In principle, this is governed by morals - like all human action. You may accept this or you may not - it really depends on who you ask and what your values are. Morals as a cultural reality (might be different for their basis) are arbitrary: They are dependent on their socio-cultural and historical place.
On the other hand, there is a line to be drawn apart from historically and culturally contingent morals: These changes through cultural means have to be lived by and in the corporeal existence that is their condition. Boundless change of physicality (plastic surgery, kybernetics, drugs) has a limit in the fact that the human existence is both physical and cultural (both in themselves and their surroundings):
Whatever humans do to themselves or their surroundings, it has to be endured by their physical body that they (also) are and the nature in which they are. The absolute limit is that where a) the body or the world cannot physically bear the change (often reported by women with massively enlarged breasts, toxical environment) and b) the subject cannot identify itself with the body it is (psychological dissociation*) or its surroundings (think members of uncontacted peoples in a modern metropolitan area like Tokyo) anymore.

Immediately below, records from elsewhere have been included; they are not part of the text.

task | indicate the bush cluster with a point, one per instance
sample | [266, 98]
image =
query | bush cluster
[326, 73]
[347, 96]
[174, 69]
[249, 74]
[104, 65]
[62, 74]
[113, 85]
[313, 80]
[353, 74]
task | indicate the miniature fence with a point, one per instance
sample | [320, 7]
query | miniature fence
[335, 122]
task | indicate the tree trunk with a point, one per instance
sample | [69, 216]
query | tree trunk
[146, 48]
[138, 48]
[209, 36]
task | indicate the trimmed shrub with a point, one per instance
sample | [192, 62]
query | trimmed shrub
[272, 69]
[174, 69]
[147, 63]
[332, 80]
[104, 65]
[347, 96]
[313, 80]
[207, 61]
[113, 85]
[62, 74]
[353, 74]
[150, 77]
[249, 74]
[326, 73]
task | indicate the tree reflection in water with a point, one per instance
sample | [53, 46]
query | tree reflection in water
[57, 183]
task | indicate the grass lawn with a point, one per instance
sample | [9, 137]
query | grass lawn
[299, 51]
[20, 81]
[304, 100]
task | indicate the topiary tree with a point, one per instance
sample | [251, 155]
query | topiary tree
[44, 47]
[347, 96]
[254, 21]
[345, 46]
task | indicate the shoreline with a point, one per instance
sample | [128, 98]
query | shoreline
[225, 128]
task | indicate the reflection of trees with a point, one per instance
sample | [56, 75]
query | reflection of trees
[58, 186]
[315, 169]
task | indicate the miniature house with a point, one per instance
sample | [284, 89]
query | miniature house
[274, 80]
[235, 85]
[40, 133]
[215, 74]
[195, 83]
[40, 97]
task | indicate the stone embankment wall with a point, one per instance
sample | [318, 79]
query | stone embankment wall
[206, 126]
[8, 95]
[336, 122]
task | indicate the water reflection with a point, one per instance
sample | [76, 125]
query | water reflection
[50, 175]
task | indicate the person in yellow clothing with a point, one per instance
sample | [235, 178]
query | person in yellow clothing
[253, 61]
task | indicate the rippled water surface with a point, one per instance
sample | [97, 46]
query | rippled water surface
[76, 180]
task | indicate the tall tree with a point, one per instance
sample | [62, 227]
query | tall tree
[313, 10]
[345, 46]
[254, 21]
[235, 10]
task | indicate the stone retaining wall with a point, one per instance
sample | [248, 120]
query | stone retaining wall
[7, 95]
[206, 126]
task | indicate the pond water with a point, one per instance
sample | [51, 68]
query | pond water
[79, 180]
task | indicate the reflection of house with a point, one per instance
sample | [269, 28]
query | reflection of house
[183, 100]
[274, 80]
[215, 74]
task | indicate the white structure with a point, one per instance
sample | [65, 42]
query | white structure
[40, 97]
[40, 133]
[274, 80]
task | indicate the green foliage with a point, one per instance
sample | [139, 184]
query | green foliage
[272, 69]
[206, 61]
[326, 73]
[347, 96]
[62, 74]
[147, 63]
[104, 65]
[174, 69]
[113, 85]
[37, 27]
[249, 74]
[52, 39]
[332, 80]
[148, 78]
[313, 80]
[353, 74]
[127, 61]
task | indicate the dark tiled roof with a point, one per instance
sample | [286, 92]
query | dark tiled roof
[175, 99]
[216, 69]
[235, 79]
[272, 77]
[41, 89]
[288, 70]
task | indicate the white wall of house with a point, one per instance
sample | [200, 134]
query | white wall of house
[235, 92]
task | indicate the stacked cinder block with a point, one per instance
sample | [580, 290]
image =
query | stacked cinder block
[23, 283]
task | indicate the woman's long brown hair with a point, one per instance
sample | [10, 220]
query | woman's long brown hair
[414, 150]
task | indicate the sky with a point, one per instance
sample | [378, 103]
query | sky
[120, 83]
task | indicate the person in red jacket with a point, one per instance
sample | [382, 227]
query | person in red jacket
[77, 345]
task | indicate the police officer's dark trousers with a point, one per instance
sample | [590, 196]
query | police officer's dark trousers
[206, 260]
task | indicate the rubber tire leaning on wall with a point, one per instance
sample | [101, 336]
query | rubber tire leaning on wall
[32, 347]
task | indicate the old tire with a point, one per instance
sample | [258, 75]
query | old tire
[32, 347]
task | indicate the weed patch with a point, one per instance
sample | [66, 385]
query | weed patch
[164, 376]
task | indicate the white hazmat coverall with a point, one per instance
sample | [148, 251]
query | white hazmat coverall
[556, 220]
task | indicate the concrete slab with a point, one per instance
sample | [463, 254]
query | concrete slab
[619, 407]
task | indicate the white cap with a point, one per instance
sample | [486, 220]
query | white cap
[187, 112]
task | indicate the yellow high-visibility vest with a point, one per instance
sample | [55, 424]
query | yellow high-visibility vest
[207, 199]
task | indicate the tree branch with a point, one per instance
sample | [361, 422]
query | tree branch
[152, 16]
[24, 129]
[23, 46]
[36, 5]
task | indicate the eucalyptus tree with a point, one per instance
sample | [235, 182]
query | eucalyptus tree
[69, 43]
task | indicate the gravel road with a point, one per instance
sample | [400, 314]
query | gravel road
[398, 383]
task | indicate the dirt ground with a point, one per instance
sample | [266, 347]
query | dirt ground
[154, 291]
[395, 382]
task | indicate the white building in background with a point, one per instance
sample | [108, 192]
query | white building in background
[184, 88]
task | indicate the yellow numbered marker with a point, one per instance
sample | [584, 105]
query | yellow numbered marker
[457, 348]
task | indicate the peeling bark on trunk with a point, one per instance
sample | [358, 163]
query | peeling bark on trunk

*psychological dissociation between subject and body is immanent in torture and rape, see Bernstein, J. M. (2015). Torture and dignity: An essay on moral injury. University of Chicago Press.
(another aspect is sociality - acceptance by other persons that are a constitutive element of the socio-cultural existence of the human - but this would go to far for this answer)
Insofar, the gist of the question is not nonsensical.
On the other hand, your question is incoherent (something also pointed out in the answer of @MichaelK): On one hand, you base the question on the idea that there is a fundamental divide between the laws of a perpetual physical nature (evolution, genetics, natural looks) and cultural expressivity (plastic surgery), but at the same time you have to admit that plastic surgery is an interference into physical nature, rendering this in ethical - cultural - terms (cheating).
Ironically, you can do so exactly because of the twofoldedness of human nature you are questioning.
Philosophical background
This is an insight of the philosophy of Helmuth Plessner. For a very short introduction, you can look here.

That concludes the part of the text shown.